2016 Recipient
Leah Goldman
The Robert C. Tucker/Stephen F. Cohen Dissertation Prize, established in 2006 and sponsored by the KAT Charitable Foundation, is awarded annually (if there is a distinguished submission) for an outstanding English-language doctoral dissertation in Soviet or Post-Soviet politics and history in the tradition practiced by Robert C. Tucker and Stephen F. Cohen. The dissertation must be defended at an American or Canadian university and completed during the calendar year prior to the award.
Winner: Leah Goldman, University of Chicago
Title: “Art of Intransigence: Soviet Composers and Art Music Censorship, 1945-1957”
Leah Goldman’s dissertation, “Art of Intransigence: Soviet Composers and Art Music Censorship, 1945-1957,” makes a distinct contribution to our understanding of censorship by showing just how much more it involved than regulators approving or forbidding compositions. Focusing on composers of art music, in particular opera, during the late Stalin (Zhdanov) and early Khrushchev period, Goldman depicts elaborate forms of self-censorship and pre-censorship group monitoring in the Composer’s Union. She describes forms of collaboration between composers and censor (who as a group overlapped in education and activities with the composers themselves) so elaborate that censors can be considered co-authors of the finished works. The work is a model of deep, meticulous, and wide-ranging research into multiple Soviet archival and published primary sources, displaying effective strategies of analysis that can be brought to bear to understand Soviet cultural politics. Along the way, the work develops deeply researched case studies to illustrate the complex interactions among power, ideology, culture, and material or economic incentives.

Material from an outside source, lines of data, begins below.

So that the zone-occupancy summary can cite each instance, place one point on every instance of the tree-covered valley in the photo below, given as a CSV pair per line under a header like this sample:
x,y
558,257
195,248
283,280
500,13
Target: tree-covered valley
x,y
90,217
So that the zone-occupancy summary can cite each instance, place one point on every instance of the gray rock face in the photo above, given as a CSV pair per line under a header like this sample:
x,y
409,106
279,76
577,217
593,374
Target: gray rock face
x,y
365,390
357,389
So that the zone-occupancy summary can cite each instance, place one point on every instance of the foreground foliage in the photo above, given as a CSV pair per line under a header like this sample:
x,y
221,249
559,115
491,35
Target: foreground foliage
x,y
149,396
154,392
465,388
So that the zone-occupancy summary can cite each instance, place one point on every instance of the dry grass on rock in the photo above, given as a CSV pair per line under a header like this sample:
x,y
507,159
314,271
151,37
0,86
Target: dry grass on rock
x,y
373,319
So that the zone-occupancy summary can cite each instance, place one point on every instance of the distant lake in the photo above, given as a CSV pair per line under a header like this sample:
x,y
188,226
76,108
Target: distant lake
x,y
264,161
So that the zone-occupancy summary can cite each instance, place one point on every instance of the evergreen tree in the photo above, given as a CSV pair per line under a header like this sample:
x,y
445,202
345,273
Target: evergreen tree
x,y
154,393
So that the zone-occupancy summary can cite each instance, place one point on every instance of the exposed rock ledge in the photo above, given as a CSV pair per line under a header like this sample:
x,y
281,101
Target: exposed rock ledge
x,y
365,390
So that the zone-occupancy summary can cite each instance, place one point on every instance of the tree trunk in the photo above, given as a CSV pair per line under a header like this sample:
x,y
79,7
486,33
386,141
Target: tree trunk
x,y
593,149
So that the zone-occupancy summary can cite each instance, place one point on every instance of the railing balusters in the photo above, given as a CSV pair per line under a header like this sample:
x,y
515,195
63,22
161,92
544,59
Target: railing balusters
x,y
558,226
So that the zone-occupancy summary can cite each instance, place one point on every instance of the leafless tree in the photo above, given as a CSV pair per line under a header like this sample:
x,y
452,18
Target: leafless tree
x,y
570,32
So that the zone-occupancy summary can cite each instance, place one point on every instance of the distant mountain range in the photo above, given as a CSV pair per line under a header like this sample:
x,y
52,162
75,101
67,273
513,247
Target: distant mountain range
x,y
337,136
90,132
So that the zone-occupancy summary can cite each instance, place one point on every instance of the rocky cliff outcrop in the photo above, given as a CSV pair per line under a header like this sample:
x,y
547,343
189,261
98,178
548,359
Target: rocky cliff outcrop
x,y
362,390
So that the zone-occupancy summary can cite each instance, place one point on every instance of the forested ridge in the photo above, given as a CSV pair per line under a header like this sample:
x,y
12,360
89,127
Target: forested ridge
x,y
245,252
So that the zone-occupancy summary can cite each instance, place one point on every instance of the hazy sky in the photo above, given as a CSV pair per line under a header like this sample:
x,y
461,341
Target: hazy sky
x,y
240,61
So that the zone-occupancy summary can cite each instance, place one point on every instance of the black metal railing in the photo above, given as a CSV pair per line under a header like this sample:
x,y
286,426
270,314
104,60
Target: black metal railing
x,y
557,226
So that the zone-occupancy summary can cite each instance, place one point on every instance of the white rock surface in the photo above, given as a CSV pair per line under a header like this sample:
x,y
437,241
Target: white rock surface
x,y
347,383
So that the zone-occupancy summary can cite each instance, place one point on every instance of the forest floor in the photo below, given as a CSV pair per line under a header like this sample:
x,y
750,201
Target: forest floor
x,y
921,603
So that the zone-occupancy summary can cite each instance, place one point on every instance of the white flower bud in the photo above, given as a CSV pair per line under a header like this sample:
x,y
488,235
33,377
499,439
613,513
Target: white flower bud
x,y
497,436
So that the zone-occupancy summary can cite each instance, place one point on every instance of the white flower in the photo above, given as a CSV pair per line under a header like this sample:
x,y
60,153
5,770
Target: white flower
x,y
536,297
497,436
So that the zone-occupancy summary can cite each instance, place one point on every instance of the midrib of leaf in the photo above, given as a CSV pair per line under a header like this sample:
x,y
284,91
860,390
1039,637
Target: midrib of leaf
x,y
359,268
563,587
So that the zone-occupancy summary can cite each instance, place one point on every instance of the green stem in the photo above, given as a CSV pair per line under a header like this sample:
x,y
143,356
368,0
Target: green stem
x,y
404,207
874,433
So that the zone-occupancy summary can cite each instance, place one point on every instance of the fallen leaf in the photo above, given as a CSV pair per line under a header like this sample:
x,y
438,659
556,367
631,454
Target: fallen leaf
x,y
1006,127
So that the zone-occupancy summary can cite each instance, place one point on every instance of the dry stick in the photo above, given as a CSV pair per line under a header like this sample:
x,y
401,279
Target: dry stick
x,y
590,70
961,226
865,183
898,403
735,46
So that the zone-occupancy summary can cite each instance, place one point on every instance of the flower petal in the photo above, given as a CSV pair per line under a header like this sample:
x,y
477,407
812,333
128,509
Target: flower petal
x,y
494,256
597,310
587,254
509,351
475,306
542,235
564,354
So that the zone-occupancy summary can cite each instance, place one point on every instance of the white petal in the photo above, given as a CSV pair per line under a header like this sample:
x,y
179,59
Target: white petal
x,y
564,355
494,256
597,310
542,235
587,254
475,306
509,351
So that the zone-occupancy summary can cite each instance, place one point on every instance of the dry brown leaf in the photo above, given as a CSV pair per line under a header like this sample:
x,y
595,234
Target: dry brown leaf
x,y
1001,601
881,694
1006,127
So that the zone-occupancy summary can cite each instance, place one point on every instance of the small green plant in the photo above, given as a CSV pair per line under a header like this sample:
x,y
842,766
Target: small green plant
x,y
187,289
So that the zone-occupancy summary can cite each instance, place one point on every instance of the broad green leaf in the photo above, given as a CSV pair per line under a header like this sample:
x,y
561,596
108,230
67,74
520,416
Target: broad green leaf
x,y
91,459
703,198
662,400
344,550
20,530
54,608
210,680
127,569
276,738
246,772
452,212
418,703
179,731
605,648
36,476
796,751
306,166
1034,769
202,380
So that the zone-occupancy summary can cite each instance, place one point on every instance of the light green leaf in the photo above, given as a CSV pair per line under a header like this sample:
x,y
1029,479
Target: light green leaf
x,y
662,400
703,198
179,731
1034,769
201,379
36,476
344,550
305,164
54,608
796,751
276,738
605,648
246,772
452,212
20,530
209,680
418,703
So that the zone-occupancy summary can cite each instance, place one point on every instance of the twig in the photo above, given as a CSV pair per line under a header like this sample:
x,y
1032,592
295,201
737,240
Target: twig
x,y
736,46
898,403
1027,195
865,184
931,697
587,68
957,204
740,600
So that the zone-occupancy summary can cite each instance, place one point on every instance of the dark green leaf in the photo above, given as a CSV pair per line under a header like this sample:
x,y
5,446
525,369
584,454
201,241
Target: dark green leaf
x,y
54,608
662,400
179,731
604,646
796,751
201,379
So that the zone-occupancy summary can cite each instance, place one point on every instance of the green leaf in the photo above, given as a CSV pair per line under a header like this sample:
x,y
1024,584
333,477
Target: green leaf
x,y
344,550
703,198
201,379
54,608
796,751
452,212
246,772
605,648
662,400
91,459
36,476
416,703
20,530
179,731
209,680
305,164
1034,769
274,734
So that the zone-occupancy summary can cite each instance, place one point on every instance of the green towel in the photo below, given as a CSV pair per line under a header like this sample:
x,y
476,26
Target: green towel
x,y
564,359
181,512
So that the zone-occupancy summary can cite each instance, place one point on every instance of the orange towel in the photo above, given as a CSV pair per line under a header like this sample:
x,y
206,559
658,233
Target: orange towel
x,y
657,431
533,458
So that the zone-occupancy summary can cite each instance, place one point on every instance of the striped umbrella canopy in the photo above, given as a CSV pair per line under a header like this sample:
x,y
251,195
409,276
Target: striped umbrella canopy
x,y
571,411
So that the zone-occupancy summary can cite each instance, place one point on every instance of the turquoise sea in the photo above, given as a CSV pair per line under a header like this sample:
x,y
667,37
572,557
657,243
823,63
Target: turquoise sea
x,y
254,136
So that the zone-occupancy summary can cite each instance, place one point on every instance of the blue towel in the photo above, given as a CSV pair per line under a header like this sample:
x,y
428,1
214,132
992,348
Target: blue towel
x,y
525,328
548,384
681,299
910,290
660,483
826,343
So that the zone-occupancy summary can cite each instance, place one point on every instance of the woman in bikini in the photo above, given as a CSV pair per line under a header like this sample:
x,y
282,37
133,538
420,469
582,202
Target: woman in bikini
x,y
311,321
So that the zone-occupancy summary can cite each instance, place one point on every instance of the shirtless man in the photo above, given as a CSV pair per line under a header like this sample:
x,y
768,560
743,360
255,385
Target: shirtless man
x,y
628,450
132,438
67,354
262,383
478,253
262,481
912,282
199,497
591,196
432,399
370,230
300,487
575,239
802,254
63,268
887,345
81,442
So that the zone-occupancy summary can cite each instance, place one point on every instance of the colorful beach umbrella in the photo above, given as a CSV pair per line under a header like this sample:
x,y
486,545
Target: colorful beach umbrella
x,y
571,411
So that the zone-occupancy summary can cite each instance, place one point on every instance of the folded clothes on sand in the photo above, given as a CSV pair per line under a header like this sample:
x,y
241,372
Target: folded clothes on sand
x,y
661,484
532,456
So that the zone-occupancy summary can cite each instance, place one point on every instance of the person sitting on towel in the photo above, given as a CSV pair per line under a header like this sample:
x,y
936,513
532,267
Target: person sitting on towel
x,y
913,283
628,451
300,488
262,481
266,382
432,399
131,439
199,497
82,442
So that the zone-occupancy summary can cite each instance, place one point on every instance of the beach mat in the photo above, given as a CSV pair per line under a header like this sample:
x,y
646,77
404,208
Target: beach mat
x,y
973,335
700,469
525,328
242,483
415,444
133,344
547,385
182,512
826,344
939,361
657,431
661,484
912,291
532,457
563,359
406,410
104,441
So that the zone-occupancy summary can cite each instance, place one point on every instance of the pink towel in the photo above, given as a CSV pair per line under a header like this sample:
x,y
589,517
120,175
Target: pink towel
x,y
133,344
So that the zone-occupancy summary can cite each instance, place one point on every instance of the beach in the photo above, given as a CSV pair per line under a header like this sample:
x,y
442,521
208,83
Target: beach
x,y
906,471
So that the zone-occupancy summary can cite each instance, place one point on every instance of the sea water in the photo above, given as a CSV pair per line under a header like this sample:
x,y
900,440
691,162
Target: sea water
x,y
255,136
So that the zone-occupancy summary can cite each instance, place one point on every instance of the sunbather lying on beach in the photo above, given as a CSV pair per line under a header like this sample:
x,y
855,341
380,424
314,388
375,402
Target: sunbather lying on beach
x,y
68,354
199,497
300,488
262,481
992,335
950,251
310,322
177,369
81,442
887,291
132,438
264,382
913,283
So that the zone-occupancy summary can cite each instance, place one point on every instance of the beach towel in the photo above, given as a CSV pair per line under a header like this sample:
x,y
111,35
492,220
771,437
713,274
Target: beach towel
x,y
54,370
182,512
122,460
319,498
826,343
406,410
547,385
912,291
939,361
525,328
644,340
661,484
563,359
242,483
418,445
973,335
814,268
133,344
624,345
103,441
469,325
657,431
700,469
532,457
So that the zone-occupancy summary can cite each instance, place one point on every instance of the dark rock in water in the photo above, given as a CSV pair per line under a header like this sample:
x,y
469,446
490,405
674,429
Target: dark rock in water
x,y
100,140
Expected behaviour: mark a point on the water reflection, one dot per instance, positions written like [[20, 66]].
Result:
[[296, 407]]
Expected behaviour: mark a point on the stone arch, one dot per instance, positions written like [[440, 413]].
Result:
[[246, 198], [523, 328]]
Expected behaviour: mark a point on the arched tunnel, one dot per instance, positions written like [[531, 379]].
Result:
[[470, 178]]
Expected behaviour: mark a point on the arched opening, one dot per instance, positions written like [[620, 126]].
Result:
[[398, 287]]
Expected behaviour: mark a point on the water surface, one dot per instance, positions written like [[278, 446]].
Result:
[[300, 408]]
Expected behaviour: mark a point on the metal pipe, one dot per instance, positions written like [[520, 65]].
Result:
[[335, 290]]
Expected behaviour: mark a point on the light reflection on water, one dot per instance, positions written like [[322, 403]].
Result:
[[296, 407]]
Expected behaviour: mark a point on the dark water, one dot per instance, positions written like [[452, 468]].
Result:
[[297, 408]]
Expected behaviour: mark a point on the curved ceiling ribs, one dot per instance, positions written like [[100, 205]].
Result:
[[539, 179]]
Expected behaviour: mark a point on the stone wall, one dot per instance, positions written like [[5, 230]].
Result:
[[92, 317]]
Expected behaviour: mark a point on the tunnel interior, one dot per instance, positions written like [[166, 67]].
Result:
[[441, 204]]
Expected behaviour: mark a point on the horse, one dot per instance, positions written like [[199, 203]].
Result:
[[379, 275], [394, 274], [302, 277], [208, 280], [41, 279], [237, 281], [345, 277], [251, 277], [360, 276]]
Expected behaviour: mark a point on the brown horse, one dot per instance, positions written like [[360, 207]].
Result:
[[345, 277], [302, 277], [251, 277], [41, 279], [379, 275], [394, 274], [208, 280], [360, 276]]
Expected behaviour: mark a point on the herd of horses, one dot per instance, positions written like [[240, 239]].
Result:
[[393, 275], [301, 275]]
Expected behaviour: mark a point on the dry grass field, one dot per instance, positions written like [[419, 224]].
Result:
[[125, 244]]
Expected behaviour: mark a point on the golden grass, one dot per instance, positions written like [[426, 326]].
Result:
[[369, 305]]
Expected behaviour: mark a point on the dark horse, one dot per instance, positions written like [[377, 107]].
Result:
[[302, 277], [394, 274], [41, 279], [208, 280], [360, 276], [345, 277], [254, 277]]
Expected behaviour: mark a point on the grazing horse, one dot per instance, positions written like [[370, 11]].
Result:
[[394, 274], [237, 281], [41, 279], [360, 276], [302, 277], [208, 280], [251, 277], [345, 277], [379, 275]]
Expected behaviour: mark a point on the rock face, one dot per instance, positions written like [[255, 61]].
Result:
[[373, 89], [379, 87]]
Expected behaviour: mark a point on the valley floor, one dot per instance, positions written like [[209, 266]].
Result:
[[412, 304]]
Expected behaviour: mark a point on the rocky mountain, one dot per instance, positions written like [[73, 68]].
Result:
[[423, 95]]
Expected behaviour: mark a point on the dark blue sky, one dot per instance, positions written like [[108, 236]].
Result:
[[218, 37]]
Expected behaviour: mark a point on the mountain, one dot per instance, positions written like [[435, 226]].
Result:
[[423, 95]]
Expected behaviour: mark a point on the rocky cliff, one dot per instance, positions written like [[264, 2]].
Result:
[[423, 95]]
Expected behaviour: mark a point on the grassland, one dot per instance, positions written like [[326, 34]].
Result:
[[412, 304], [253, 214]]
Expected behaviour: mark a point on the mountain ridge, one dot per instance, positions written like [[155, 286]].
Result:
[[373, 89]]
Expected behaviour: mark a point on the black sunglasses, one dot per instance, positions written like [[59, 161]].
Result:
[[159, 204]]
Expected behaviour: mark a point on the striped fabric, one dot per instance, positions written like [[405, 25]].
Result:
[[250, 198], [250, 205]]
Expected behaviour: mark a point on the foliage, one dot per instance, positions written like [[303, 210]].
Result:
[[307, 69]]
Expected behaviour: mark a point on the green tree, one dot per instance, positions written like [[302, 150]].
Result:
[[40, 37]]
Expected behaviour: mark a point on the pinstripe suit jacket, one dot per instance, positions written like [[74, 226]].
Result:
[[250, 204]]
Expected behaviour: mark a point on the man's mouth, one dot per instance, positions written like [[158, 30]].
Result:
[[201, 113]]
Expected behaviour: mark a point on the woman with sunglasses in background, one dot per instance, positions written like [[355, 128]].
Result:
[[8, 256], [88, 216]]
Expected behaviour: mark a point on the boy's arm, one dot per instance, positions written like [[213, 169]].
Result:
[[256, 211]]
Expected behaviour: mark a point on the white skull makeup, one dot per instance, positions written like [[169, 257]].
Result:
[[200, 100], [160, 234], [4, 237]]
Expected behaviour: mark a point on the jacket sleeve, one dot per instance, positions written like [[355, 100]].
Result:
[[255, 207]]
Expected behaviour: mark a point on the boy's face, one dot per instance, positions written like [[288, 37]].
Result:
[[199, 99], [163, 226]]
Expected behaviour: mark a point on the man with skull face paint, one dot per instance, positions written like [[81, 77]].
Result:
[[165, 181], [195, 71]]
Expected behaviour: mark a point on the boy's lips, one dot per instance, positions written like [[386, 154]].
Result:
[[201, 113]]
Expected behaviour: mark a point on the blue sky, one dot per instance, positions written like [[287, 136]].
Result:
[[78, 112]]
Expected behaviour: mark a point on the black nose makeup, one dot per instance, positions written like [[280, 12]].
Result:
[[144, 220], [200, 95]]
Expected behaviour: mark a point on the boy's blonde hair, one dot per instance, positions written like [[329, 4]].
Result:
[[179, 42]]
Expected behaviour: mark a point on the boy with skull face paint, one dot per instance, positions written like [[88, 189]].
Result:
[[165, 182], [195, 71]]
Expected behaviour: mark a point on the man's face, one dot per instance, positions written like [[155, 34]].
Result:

In so doing, the dissertation demonstrates how ostensibly collegial and professional forms of artistic collaboration (some adapted from pre-revolutionary traditions) often turned coercive and, as the intelligentsia protected itself from political crackdown, suppressed innovation and enforced a conservative aesthetic. What is amply described as a deeply dysfunctional, unpredictable system within the censorship bureaucracies turned artists and professionals into highly skilled players of the games of maneuvering and self-defense—but also made them into supplicants and preemptive censors of their own output. Instead of depicting individual artists facing an all-powerful state, therefore, the work reinforces the notion that the intelligentsia and its practices in culture and politics formed an enduring cornerstone of the Soviet system. These findings are applicable to other cultural and scientific fields as well as to our understanding of cultural politics in the Soviet context more generally. Finally, Goldman argues, the material here suggests how we must expand our understanding of censorship itself to encompass such phenomena as peer review, professional self-monitoring, and group shaming. The case of Stalinism was distinctive in that it tightly paired this “constitutive” censorship with more frequently recognized forms of “regulative” censorship, blurring the boundaries among the individual author, the professional group, and the state.